If it's a battery ignition system, the coil core is soft iron, no magnet needed. A magneto system would require a rotating flywheel magnet, yes?


----------



## Krown Kustoms (Aug 12, 2009)

Im not sure I follow, that sounds like a primary to a transformer.
I have read so many different things I think I have confused myself.
Do you have a schematic or an example?
thanx -B-


----------



## Noitoen (Aug 12, 2009)

Before piezzo lighters, I remember one with a 12v (remote control type) battery and a small high voltage transformer. It used a very small micro switch and a capacitor to create a spark. The transformer was about 10mmx12mmx12mm in size.


----------



## Kermit (Aug 12, 2009)

This is a coil designed with two coils, the high tension-(voltage) type. The older version is just a single coil that remains energized until you are ready to fire it; the breaking of a contact creates sparks. 

With two coils the breaking of current is still used but it creates a high voltage in the secondary coil that is directed to the plug.

I found a rather good description WITH a recommended amount and size of wire to use for the primary/secondary type of coil.

Check it:
For a coil to give a half to one inch spark in air the following notes and dimensions will give satisfactory results. The core, of a bundle of well-annealed soft iron wire, should be 7 inches long by 3/4 inch diameter. The wire must be in perfectly straight pieces, and No. 22 B.W.G. in thickness. The core is insulated with linen tape, wound on spirally in three layers, each layer well soaked in shellac varnish. The primary coil is wound directly on the insulated core, and should consist of two layers of No. 18 B.W.G. double cotton-covered wire, the length of this coil being about 6 inches, about half a pound of wire being required.

The insulation between the primary and secondary windings is of vital importance, and should take the form of a vulcanite, or fibre, tube, \ inch thick in the walls, and be a good close fit over the primary winding. At each end of the tube, hard wood, or vulcanite, cheeks are to be fitted to form a bobbin, upon which the secondary is wound. The quantity of wire to be employed for the secondary winding will depend on the length of spark desired. For a 1/2-inch spark, use half a pound; for a 3/4-inch spark, three-quarters of a pound; and for a 1-inch spark, one pound. The gauge will be the same in each case, i.e. No. 36 B.W.Gr. double silk-covered. The wire must be free from kinks, and be tested from time to time to make sure that it is continuous. When fully wound, the whole coil should be soaked in hot paraffin wax, to exclude air and damp, and improve the insulation.









Fig. 19.

An efficient condenser is required, and for the three sizes of coils mentioned above this may consist of fifty, seventy, or ninety pieces of tin foil, each measuring 7 inches by 4 inches. The condenser is to be connected in shunt across the primary contact-breaker terminals as in Figs. 19


----------



## Krown Kustoms (Aug 12, 2009)

ok now im back on track, all I needed was a picture.
thanks.
I work with so many different transformers at my job trying to do something simple gets all jumbled up.
-B-


----------



## ghart3 (Aug 12, 2009)

B, not sure we are talking the same type of coil.
Some notes I found from coils that I wound.

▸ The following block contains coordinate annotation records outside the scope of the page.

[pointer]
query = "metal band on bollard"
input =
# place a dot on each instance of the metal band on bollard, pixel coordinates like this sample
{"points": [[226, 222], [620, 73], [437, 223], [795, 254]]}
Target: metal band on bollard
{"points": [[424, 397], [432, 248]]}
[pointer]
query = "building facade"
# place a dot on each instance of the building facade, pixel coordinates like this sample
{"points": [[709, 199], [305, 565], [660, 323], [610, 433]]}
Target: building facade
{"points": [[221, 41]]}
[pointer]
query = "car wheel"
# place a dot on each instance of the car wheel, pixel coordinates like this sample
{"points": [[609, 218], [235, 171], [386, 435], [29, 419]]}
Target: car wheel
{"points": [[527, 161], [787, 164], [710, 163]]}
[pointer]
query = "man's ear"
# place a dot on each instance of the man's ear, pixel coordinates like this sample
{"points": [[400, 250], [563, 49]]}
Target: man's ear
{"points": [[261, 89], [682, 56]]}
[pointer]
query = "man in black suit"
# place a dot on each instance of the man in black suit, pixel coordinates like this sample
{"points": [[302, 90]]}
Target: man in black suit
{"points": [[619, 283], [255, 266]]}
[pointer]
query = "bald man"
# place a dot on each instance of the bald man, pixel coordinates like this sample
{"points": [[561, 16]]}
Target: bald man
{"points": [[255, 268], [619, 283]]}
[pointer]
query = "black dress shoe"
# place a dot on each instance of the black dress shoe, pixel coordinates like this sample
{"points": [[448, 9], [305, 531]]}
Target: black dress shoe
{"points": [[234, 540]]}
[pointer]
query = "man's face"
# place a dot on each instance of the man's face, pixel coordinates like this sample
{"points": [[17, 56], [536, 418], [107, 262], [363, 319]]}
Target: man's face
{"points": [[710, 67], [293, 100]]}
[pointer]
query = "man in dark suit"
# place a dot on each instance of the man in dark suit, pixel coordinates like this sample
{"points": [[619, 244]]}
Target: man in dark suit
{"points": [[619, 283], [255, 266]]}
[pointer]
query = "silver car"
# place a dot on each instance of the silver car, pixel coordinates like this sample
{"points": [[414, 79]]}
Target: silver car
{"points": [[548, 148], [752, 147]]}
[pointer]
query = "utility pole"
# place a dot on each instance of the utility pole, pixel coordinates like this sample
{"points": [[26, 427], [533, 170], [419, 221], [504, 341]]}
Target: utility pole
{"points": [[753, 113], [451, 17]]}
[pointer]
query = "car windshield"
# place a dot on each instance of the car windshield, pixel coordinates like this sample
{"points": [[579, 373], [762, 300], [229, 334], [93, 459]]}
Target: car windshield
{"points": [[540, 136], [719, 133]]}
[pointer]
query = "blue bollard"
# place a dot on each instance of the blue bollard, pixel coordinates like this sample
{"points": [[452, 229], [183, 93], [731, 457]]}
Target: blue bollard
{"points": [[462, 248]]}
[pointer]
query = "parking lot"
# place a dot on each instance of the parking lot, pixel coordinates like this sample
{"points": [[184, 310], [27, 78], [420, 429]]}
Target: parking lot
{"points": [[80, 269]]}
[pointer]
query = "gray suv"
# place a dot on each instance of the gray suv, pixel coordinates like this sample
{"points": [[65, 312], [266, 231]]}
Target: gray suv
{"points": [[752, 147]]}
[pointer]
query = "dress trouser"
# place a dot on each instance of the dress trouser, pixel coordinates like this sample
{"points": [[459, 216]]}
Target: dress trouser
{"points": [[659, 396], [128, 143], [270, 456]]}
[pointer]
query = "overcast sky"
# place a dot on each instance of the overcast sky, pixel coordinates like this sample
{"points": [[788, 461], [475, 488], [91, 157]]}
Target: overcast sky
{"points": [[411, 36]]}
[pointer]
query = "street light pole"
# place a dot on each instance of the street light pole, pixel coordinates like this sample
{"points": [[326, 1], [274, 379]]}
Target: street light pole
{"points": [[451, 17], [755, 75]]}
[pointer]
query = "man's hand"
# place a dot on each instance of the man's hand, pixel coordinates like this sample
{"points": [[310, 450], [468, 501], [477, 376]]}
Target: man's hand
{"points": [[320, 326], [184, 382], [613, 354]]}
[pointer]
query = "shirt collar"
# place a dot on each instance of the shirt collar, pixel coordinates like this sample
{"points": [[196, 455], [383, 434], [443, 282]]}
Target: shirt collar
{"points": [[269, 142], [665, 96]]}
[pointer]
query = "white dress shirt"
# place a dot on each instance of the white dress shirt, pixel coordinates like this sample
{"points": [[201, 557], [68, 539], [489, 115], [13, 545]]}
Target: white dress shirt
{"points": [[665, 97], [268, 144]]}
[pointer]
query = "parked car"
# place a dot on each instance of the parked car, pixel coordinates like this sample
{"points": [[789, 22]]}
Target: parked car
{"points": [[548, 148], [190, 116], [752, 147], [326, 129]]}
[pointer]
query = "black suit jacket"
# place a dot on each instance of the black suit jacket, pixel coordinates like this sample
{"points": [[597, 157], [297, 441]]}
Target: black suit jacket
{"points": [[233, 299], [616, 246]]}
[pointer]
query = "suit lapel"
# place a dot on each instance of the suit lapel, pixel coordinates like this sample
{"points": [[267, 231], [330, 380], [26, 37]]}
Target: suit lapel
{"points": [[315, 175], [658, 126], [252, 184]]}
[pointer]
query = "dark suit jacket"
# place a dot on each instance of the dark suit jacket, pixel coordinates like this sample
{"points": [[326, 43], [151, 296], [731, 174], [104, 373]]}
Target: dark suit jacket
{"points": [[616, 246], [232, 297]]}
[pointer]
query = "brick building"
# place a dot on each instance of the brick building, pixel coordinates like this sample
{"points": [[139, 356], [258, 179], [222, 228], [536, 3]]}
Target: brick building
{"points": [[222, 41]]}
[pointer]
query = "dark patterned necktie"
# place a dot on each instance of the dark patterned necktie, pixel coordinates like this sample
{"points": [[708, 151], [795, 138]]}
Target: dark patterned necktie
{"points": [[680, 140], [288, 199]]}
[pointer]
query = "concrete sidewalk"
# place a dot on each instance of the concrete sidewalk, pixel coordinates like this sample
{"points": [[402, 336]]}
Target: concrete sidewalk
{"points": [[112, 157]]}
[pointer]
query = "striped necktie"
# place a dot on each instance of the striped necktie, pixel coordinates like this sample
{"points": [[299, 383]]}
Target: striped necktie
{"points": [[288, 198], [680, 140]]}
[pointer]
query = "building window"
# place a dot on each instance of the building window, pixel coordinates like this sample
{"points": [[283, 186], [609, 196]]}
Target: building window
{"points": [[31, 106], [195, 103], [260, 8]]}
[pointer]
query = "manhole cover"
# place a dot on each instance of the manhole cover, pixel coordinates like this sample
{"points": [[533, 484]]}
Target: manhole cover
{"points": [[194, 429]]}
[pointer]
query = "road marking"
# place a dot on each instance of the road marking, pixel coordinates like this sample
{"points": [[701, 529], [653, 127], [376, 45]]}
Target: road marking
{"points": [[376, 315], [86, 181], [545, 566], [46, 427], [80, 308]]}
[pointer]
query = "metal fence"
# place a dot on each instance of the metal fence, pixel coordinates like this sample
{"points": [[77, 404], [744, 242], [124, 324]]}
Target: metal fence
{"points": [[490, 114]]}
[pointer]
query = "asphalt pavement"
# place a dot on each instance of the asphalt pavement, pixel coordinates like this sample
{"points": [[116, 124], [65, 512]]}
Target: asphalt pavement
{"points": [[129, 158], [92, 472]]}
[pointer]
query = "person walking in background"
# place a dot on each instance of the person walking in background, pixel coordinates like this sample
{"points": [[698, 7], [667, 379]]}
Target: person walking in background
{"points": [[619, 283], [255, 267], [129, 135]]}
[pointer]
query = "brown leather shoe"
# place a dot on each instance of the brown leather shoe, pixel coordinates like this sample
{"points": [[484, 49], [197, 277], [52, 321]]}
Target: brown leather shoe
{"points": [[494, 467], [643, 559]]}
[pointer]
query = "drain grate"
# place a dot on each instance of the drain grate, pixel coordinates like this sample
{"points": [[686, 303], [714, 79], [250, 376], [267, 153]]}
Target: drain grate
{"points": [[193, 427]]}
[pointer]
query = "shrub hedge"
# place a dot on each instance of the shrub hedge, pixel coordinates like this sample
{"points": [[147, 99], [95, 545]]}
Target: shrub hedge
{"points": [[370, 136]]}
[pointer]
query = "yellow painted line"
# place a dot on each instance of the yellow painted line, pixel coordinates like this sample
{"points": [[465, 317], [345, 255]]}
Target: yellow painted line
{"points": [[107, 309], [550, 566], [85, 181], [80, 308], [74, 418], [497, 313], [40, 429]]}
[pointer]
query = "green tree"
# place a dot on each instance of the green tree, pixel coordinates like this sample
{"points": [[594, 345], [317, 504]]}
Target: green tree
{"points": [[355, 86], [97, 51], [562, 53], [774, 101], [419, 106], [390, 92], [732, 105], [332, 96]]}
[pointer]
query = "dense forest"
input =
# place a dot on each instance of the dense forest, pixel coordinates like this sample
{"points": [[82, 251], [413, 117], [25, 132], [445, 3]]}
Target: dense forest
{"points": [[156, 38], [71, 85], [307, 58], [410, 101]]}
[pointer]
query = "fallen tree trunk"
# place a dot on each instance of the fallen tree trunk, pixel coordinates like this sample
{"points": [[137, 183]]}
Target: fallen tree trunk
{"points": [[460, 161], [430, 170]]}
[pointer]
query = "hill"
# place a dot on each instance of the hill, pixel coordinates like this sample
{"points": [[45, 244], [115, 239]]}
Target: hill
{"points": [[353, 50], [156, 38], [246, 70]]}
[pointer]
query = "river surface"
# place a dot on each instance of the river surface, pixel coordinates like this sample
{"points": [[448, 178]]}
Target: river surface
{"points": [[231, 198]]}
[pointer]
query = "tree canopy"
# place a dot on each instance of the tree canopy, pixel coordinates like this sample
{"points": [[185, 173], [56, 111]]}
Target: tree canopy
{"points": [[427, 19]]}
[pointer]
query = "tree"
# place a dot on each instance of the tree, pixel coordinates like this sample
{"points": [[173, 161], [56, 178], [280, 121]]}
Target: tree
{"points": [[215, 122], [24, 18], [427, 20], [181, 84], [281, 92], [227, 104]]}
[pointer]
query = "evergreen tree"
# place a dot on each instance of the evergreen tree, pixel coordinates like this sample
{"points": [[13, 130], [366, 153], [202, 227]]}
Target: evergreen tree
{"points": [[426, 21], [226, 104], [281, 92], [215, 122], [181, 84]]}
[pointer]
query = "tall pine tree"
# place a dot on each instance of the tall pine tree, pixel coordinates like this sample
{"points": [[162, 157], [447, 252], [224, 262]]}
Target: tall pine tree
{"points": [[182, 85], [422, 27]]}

The core was soft steel from transformer.  Laminated section was 1/4" square.

	Page 127 of 2nd edition of "Ignition Coils and Magnetos in Miniature" by Bob Shores								
	To wind for 6 Volt Primary use 3 layers of #28 and for 4.5 volts use two layers of #26								
	Do not apply 12 volts to a 4.5 volt primary.							
	Page 99    SL will operate from 6 to 12 volts							
	   	360 turns of #28 on primary							
		12,500 turns of #44 on secondary		

	P189							
	Amp turns should be 600 to 1100 				
	More turns = less wattage
------------------------------------------------------------------

Below is specs that I used.  Interleaving of wax paper between each layer of the secondary. 
		Primary #28   3 layers			 236 turns
	Secondary #44		 	12,600 turns
	Layer	turns		12,600 divided by 236 =53


----------



## putputman (Aug 12, 2009)

B, give this site a try.
http://www.oldengine.org/members/durand/Otherstuff/LT Scope Pictures/LT Scope Pictures.html
There is a lot of good stuff on this site.


----------



## Krown Kustoms (Aug 12, 2009)

thanks everyone you have been a big help. 
I have a few old transformers, I am going to strip one for the core and break out the wire.
-B-


----------